A pensioner who kidnapped a nine-year-old girl after posing as a police officer was stopped in his tracks by a sharp-eyed local farmer.
Derek Cheeseman, 76, drove the child to a remote spot at Great Brickhill’s Rectory Farm and climbed into the back of the car with her.
But seconds later suspicious farmer Tom Turner turned up in his Range Rover, spotted the girl’s ‘worried’ face and called the police.
When Cheeseman went to drive away, 28-year-old Mr Turner tried to block his car on the track until police arrived to arrest him.
This week a Luton Crown Court jury heard evidence of the case in the absence of Cheeseman, who has terminal stomach cancer.
The jury heard he is in the hospital wing of Bedford Prison and has only months to live.
Earlier the little girl had told the hushed court how she was walking home at 4pm last November when the pensioner pulled up alongside her in his car.
The girl said: “He said, ‘are you from around here?’ and I said yes, and he said ‘get in the car’, so I got in the car and he said he was a policeman.”
The child added: “He said ‘I don’t look like a policeman do I because I am not wearing police clothes?’”
She said she became worried and started to cry as they drove away from her home town of Leighton Buzzard towards rural Great Brickhill.
“He put his hand in my hand because I was crying because he wouldn’t let me go back to my mum.
“He said: ‘Don’t be silly, I am not going to do anything’.”
At the farm the old man told the girl to get in the back of the car, saying: ‘You don’t need to be afraid, I am not going to harm you’, the court heard.
After Mr Turner intervened, Cheeseman told the child to pretend they were lost.
When police arrived, Cheeseman unlocked the passenger door and allowed a female police officer to remove the child from the car.
The pensioner, who carried children’s books on his back seat, had also tried to pick up two 12-year-old girls earlier the same month, the court heard.
The girls were walking home from a park in Stewkley when he pulled up in a blue Renault Scenic and offered to pay them £10 to walk his dogs, the court heard.

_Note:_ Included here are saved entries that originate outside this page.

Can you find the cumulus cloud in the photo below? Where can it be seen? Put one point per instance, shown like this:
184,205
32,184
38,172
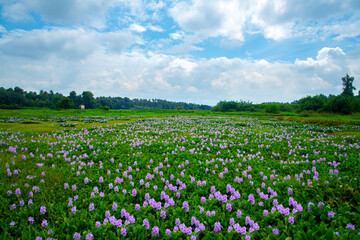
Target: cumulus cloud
273,18
146,74
63,42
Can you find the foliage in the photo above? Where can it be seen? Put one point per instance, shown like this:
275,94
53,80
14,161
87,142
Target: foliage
348,88
17,97
191,177
272,108
65,103
313,103
343,104
231,106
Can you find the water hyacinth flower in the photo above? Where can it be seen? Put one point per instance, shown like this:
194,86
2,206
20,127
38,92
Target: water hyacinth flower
331,214
98,224
217,227
137,207
291,220
44,223
89,236
186,206
238,213
123,231
155,231
146,223
228,207
134,192
73,209
163,214
114,206
350,226
91,207
42,210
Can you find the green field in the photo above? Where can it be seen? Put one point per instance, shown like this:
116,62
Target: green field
178,174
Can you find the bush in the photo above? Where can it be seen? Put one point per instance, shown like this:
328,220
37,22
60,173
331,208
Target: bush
343,104
272,108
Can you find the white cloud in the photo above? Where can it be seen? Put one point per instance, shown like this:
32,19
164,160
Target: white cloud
16,12
275,19
150,74
155,28
137,28
63,42
2,29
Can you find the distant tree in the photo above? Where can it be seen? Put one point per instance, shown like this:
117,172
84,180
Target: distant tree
272,108
347,85
65,103
88,99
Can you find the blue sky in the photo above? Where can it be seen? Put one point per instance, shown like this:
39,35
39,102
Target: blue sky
200,51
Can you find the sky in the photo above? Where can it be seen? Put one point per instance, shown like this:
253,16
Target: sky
196,51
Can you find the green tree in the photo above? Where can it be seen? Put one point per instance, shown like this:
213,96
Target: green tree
347,86
88,99
65,103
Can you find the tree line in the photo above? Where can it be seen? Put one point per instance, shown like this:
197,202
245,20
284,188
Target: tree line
15,98
344,103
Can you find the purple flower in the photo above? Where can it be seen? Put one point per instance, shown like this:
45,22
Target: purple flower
98,224
123,231
91,207
155,231
77,236
42,210
73,210
89,236
146,223
350,226
266,212
44,223
114,206
217,227
134,192
238,213
186,206
291,220
251,199
163,214
229,207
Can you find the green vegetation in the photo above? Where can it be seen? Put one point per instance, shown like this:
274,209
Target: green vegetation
18,98
345,103
118,174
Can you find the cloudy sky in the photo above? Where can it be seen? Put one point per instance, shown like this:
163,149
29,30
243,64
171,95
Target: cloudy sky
199,51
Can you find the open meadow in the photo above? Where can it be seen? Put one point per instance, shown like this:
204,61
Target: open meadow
177,175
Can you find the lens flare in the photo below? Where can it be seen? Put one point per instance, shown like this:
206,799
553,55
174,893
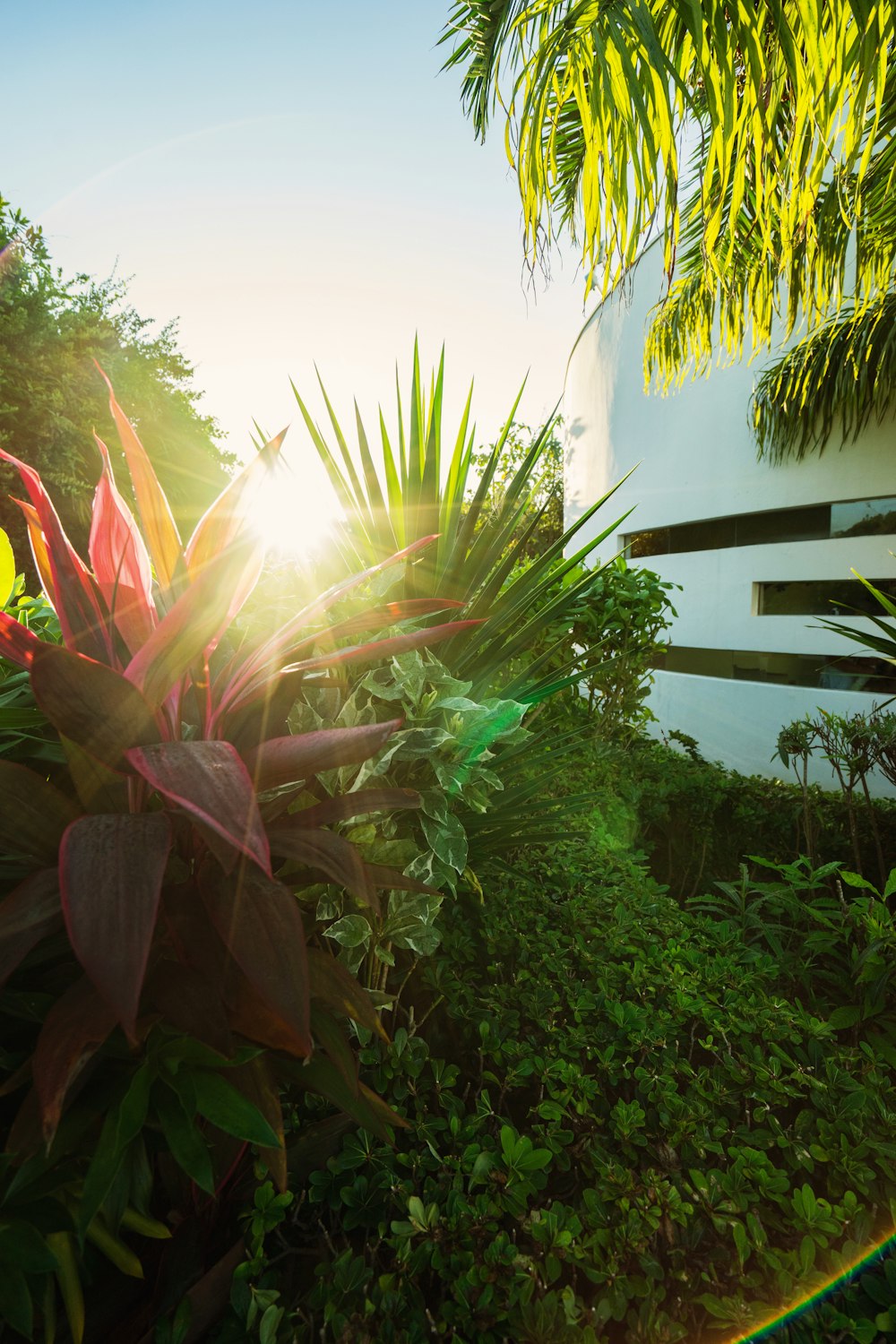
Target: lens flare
820,1295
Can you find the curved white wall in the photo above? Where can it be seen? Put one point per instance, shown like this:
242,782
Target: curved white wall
697,460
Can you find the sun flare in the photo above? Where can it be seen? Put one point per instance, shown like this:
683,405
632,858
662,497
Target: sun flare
296,511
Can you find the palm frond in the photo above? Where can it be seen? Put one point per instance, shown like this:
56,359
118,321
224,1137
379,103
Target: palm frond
831,386
794,110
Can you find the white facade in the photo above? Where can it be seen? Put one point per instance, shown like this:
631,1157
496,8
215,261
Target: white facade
696,459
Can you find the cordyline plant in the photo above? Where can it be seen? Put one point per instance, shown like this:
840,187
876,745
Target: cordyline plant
161,854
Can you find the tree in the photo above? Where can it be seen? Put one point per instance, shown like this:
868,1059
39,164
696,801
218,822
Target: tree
786,212
51,395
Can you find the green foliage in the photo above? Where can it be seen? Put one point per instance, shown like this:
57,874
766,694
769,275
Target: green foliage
625,1126
697,822
788,113
477,547
51,330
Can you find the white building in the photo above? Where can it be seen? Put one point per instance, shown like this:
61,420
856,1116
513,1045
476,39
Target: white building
758,550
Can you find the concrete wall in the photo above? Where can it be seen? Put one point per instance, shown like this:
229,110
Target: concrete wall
696,459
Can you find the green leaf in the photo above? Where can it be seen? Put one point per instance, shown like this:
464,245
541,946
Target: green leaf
226,1107
185,1142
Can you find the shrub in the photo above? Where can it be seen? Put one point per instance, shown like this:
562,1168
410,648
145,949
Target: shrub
622,1129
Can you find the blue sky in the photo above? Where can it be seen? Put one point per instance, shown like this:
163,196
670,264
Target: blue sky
296,183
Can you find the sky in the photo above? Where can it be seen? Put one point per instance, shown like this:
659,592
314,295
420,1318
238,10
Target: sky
297,185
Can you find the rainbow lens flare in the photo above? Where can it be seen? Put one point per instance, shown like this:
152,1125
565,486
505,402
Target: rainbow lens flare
842,1279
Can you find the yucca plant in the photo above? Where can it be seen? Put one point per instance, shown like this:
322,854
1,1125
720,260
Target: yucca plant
476,559
159,866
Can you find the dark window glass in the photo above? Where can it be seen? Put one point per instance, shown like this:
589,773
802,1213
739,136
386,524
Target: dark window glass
823,597
648,543
809,669
812,523
864,518
791,524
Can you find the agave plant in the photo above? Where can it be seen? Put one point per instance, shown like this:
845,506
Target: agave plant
160,849
476,558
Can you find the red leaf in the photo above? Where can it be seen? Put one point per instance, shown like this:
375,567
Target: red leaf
110,870
261,924
32,814
195,623
120,561
90,703
78,607
349,806
325,852
26,916
155,511
288,760
74,1029
333,986
210,782
16,642
233,511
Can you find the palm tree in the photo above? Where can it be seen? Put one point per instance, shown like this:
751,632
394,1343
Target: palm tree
754,139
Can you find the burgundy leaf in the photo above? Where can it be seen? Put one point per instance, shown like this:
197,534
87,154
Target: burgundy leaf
110,870
333,986
74,1029
210,782
288,760
347,806
91,704
261,924
328,854
32,814
190,1003
26,916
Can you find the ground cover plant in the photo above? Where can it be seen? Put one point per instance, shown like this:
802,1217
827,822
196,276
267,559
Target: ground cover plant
629,1121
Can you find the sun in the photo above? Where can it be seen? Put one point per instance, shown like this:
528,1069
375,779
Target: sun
296,510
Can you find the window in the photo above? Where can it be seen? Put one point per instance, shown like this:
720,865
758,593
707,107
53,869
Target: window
821,597
810,523
809,669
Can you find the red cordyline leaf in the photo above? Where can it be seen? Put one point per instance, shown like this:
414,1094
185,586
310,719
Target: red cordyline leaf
27,914
16,642
261,925
38,547
155,513
289,760
78,607
91,704
210,782
253,675
74,1029
194,624
120,559
233,511
110,874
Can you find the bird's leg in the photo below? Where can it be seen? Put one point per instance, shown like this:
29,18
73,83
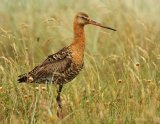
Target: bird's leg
59,102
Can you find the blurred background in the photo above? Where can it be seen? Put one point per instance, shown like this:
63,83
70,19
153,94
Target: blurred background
121,78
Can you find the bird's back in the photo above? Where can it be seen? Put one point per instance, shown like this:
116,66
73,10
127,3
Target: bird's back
59,67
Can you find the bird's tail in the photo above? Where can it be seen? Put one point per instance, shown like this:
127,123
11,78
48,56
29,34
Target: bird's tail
22,78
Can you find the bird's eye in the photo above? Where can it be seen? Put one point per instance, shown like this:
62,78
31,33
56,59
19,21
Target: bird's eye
84,17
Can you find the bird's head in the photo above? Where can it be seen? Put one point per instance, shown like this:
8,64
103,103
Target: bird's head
83,19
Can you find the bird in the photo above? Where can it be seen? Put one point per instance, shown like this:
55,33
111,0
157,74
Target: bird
63,66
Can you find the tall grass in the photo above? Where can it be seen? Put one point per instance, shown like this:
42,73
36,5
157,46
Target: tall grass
121,79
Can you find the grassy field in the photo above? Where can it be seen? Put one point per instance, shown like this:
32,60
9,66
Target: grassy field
120,83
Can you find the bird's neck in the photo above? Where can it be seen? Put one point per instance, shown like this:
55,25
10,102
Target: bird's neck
79,36
78,45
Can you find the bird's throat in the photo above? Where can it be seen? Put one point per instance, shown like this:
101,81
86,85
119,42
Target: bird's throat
79,36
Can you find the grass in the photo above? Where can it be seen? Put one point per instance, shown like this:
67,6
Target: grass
121,79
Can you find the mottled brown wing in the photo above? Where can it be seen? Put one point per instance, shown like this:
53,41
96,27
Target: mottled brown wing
50,70
57,56
57,62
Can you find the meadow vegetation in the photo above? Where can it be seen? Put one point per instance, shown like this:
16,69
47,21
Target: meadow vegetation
120,82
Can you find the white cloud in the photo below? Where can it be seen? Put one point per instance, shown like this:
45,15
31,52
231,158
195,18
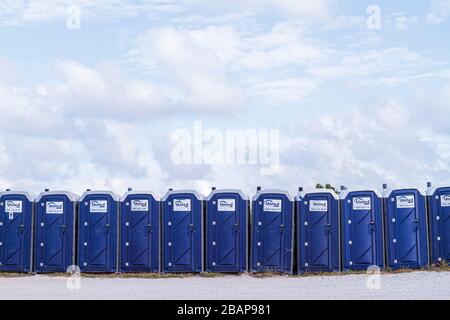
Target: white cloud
439,12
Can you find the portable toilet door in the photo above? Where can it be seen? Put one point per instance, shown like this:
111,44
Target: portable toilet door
16,231
226,231
439,217
318,231
406,228
97,227
361,229
182,231
139,241
54,248
272,231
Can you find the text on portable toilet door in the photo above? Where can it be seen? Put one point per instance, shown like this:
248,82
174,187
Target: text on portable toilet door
445,200
182,205
226,205
272,205
139,205
98,206
318,205
54,207
13,206
406,201
362,203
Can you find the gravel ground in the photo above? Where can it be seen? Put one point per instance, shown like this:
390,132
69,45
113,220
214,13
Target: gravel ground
411,285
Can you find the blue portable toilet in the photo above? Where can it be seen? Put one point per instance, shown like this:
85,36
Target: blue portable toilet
227,213
182,231
439,218
406,228
272,231
54,247
361,229
16,231
97,231
139,240
318,231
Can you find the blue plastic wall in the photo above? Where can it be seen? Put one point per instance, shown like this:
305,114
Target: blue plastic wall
226,232
439,217
182,233
272,233
16,225
362,230
54,247
406,229
97,241
139,243
318,232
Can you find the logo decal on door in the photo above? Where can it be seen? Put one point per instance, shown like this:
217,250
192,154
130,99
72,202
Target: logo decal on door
362,203
54,207
226,205
139,205
318,205
406,201
99,206
445,200
182,205
13,206
272,205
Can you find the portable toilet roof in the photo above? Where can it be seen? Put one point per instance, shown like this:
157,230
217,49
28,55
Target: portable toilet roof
387,192
216,191
267,191
430,191
72,196
345,192
173,192
143,192
28,195
88,193
317,190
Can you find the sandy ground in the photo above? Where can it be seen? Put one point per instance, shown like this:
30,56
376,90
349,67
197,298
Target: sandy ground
412,285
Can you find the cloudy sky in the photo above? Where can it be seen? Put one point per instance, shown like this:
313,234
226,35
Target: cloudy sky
91,92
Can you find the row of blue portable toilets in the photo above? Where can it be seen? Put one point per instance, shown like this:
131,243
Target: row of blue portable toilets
316,231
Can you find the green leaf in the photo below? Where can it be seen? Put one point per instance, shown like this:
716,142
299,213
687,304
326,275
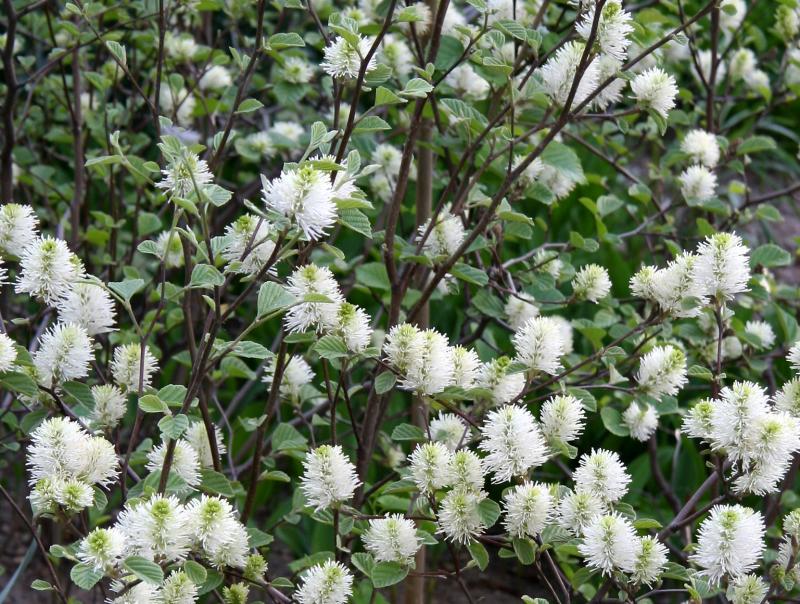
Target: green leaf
85,576
385,382
249,105
331,347
150,403
385,574
272,297
769,255
126,289
479,554
144,569
408,432
196,572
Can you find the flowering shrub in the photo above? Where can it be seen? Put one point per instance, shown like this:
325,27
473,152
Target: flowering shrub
320,301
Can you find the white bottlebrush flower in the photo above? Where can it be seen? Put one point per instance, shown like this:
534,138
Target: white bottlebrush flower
788,397
763,332
450,430
216,532
185,175
312,280
343,59
698,183
8,353
248,244
90,306
467,83
540,345
179,589
702,147
613,28
430,465
459,515
102,549
722,267
431,370
18,227
662,371
655,89
602,474
747,589
296,374
196,436
326,583
110,405
576,510
562,418
591,283
674,287
519,309
609,543
495,377
729,542
650,560
170,249
215,78
184,461
560,70
528,508
392,539
352,324
445,237
304,195
156,528
641,420
329,477
65,352
130,370
48,270
466,366
513,443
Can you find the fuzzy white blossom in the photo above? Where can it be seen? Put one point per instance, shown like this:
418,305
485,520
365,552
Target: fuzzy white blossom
18,227
450,430
430,465
609,543
304,195
603,475
698,183
392,539
540,345
613,28
702,147
722,266
312,280
559,72
529,507
662,371
591,283
130,370
90,306
641,420
329,477
513,443
343,59
730,542
655,89
48,270
504,385
65,352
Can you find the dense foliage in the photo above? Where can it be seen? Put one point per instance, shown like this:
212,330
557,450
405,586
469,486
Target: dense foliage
322,301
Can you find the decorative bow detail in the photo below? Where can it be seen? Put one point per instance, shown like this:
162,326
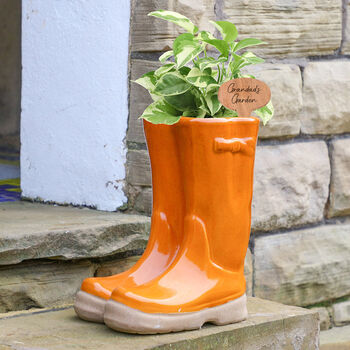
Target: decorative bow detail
245,145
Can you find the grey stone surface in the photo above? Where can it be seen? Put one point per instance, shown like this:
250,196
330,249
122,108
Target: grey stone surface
269,326
326,98
340,180
346,24
41,284
10,68
152,34
285,83
138,168
291,184
139,98
337,338
290,28
116,266
143,201
34,231
341,313
325,320
303,267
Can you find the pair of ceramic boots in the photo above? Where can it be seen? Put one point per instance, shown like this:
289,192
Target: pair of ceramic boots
192,269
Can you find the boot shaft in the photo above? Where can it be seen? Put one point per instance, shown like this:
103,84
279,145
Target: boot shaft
217,164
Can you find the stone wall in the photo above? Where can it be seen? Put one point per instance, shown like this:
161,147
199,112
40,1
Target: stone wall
10,72
301,208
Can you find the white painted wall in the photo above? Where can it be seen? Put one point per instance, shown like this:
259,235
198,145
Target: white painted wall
74,101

He drove off after the pair told him they would have to check first with their families. But a passing woman saw the roadside conversation and called the police with his registration number.
Cheeseman told the girls he lived in Bletchley but gave his address as Leighton Buzzard to police.
One of the girls told the court: “I said: Where do you live? and he said Bletchley.”
Cheeseman was accused of attempting to kidnap the two 12-year-olds and kidnapping the nine-year-old.
He was assessed as unfit to plead by psychiatrists for both the prosecution and defence.
After hearing the prosecution evidence the jury agreed Cheeseman had committed both acts charged against him.
Judge Mark Bishop said he was mindful to make a supervision order.
After the case, farmer Mr Turner said: “I’m just glad I spotted him and the girl. I dread to think what might have happened otherwise.”